Demikian juga dalam menyikapi pluralisme beragama. Sikap yang seyogyanya dilakukan seseorang adalah dengan memahami dan menilai “yang” (agama) lain berdasarkan standar  mereka sendiri serta memberi peluang bagi mereka untuk mengartikulasikan keyakinannya secara bebas. Alwi Shihab memberi gabaran cukup baik dalam mengartikulasikan plu­ralisme agama. Menurutnya,  “Pluralisme agama adalah bahwa tiap pe­meluk agama dituntut bukan saja mengakui keberadaan dan hak orang lain, tetapi juga terlibat dalam usaha memahami perbedaan dan per­samaan, guna tercapainya kerukunan dalam kebhinekaan”[7]. Melalui pe­mahaman tentang pluralisme yang benar dengan diikuti upaya mewu­judkan kehidupan yang damai seperti inilah akan tercipta toleransi antar umat beragama di Indonesia.
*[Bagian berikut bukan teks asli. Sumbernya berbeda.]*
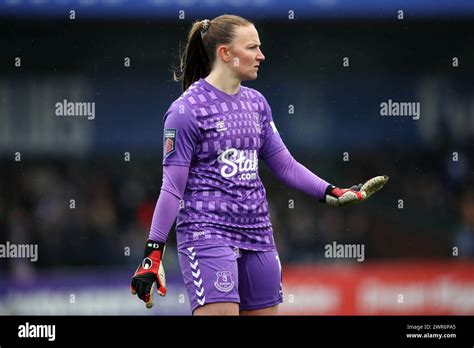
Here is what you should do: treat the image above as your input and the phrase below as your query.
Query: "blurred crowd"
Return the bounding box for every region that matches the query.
[0,143,474,271]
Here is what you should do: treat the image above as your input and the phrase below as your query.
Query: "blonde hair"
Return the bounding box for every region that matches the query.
[174,15,253,91]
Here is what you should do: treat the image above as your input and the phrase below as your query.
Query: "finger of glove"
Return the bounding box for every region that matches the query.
[326,195,341,206]
[361,175,388,198]
[339,191,364,205]
[130,278,137,295]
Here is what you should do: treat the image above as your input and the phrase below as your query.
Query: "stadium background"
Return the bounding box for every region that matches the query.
[0,0,474,315]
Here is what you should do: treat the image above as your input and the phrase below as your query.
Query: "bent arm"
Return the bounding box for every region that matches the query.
[148,165,189,243]
[264,148,330,200]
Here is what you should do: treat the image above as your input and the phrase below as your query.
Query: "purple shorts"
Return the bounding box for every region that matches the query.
[178,245,283,312]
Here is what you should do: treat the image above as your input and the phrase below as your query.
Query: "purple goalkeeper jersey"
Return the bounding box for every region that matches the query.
[163,79,285,250]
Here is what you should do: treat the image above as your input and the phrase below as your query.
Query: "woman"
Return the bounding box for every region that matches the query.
[131,15,386,315]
Toleransi yang dimaksud tentu saja bukan toleransi negatif (negatif tolerance) sebagaimana yang dulu pernah dijalankan oleh pemerintah orde baru, tetapi toleransi yang benar adalah toleransi positif (positive tolerance). Sikap toleran yang disebut pertama adalah sikap toleransi semu dan penuh dengan kepura-puraan. Toleransi jenis pertama ini menganjurkan seseorang untuk tidak menonjolkan agamanya di hada­pan orang yang beragama lain. Jika Anda Kristen, maka jangan menon­jol-nonjolkan ke-Kristenan Anda di hadapan orang Muslim, demikian pula sebaliknya.  Sementara toleransi yang tersebut kedua adalah toleransi yang sesungguhnya, yang mengajak setiap umat beragama untuk jujur mengakui dan mengekspresikan keberagamaannya tanpa ditutup-tutupi. Dengan demikian identitas masing-masing umat beragama tidak tereliminasi, bahkan masing-masing agama dengan bebas dapat mengembangkannya.  Inilah toleransi yang dulu pernah dianjurkan oleh Kuntowijoyo.[8]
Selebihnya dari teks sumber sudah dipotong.